In ‘Loser’s Corner’ Varenne shuffles the deck and offers relatively ordinary characters but a peculiar narrative structure: the story bounces between the contemporary affairs of George Crozat, a.k.a. “Le Mur” (the Wall), a Parisian street cop and amateur boxer, mostly good for dodgy bouts (great at soaking up punches, hence the nickname), and those of Pascale Verini, young, socialist, idealist and enough of a rebel to be despatched in punishment to the Algerian front in 1957.
For over two thirds of the novel, Varenne alternates chapters featuring these two non-heroes, two losers desperately seeking for something even they can’t quite put a finger on exactly. Le Mur, about to hang up his gloves, is slowly sinking into depression and is available for dirty jobs – beatings and settling of scores – on behalf of a shady DCI from the Major Crimes division. Verini, as soon as he sets foot on Algerian soil, is transferred to a nightmare ‘farm’ in deepest Sahara, where north-African prisoners of war are mercilessly tortured and killed, away from prying eyes and ears (sounds like the opening sequences of ‘Zero Dark Thirty’, and it is).
French noir novels are often far from the English-language and Scandinavian crime fiction canon, and this one is no exception. Varenne’s skill lies in keeping the reader riveted in the absence of a crime or an investigation, and with a plot which sometimes seems a little loose.

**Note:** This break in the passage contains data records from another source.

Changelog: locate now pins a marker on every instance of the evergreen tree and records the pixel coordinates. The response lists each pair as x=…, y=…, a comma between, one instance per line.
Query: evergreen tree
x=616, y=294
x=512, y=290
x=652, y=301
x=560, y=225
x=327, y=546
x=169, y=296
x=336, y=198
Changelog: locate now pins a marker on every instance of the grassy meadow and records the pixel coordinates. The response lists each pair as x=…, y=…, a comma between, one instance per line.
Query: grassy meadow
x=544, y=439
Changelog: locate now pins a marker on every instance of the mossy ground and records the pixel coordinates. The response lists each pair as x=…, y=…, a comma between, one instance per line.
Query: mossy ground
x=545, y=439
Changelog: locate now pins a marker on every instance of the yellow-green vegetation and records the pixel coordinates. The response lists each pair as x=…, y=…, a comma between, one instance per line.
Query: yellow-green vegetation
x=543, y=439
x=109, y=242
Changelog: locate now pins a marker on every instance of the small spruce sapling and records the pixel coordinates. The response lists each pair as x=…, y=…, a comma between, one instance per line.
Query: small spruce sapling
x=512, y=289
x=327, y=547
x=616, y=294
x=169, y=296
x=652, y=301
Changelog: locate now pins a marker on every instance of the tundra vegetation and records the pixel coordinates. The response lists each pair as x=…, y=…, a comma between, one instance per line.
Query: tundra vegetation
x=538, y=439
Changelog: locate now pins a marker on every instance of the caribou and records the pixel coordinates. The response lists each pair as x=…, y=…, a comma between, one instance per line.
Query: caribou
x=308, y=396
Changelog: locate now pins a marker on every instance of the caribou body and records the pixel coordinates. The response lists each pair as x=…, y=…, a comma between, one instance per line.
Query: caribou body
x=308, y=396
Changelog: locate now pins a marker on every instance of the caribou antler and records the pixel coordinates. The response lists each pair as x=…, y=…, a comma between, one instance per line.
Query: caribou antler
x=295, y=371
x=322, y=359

I confess that one of the reasons I kept going was curiosity: how will the author manage to tie together the ends of two narrative strands so distant from one another in time, space and atmosphere? It took a little patience but eventually Le Mur, his hands dirty with one of his illegal jobs, will stumble upon the connection between his sordid Parisian underworld and Verini and the senseless atrocities of the Algerian war.
And, though stretching the plot a little, Varenne provides a pacy, dazzling finale with the right note of bitterness, in the best noir tradition.
Varenne writes with spare elegance, in a prose that is as tight in the Parisian section as it’s haunting in the Algerian one. His characters are far removed from cool. No VIPs, rampant cops, criminal geniuses or hero soldier. Instead, an abundance of petty criminals and pettier men of the law, of whores and alcoholic, sadistic paras, of Algerian cut-throats defending their land as best they can. Men who have been mistreated by life, some of them growing old and nursing wounds which they couldn’t, or wouldn’t, let heal.
Not an easy set of materials but Varenne, with the occasional minor stumble, has managed to create a compelling novel, full of common humanity and plot twists, which I found deeply satisfying.